Hi Jayelle. I've posted on a thread you started. Nice to put a face to the username. Welcome to you too. These forums are pretty darn good aren't they!


----------



## bioclasm (Nov 25, 2012)

Hello. I'm looking to start writing in sci-fi. I prefer reading sci-fi, fantasy and post-apocalypse books. What are some of your favorite books?


----------



## writerman (Nov 25, 2012)

At the moment I'm writing sci-fi short stories and haven't embarked on a novel in the genre. When i was younger I liked Robert Silverberg. I really like short stories from Robert Scheckly and Robert Silverberg but I also love the radio episodes of the Twilight Zone. As you can imagine, I have plenty to learn about science fiction, especilaly as I only started writing short stories in the genre a few months ago. 

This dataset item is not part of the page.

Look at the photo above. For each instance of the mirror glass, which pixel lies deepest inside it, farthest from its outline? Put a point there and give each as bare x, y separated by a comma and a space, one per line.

What about you? Any favourites?


----------



## writerman (Nov 25, 2012)

tepelus said:


> Hello, and welcome!



Thank you


----------



## bioclasm (Nov 25, 2012)

My favorites are the first three books of _The Horus Heresy Series_, and the _Death Gate Cycle_.


----------



## Gumby (Nov 25, 2012)

Hi writerman, glad you've joined us.


----------



## writerman (Nov 26, 2012)

bioclasm said:


> My favorites are the first three books of _The Horus Heresy Series_, and the _Death Gate Cycle_.



I will check these out once I've listened to the radio series of The Twilight Zone. Thanks for that bioclasm


----------



## writerman (Nov 26, 2012)

Gumby said:


> Hi writerman, glad you've joined us.



Much obliged Gumby.


----------



## Failwin (Nov 26, 2012)

The Phoenix Conspiracy is a really good read!


----------



## TheFuhrer02 (Nov 27, 2012)

Surrey... I think one of the members here, Mr. Olly Buckle, is from Surrey. Can't remember. I'm sure he'll drop by soon enough. If not, you'll stumble upon him in the forums. 

Welcome to WF! :hi:


----------



## writerman (Nov 27, 2012)

Failwin said:


> The Phoenix Conspiracy is a really good read!


 
Nice one. I've got  taste for sci-fi right now so I'll give it a try too. I'm a very slow reader so I'm not sure when I'll get round to reading these books. Still got a stack at home waiting for me to read!


----------



## writerman (Nov 27, 2012)

TheFuhrer02 said:


> Surrey... I think one of the members here, Mr. Olly Buckle, is from Surrey. Can't remember. I'm sure he'll drop by soon enough. If not, you'll stumble upon him in the forums.
> 
> Welcome to WF! :hi:



Cool, thanks for that. Loving this forum


----------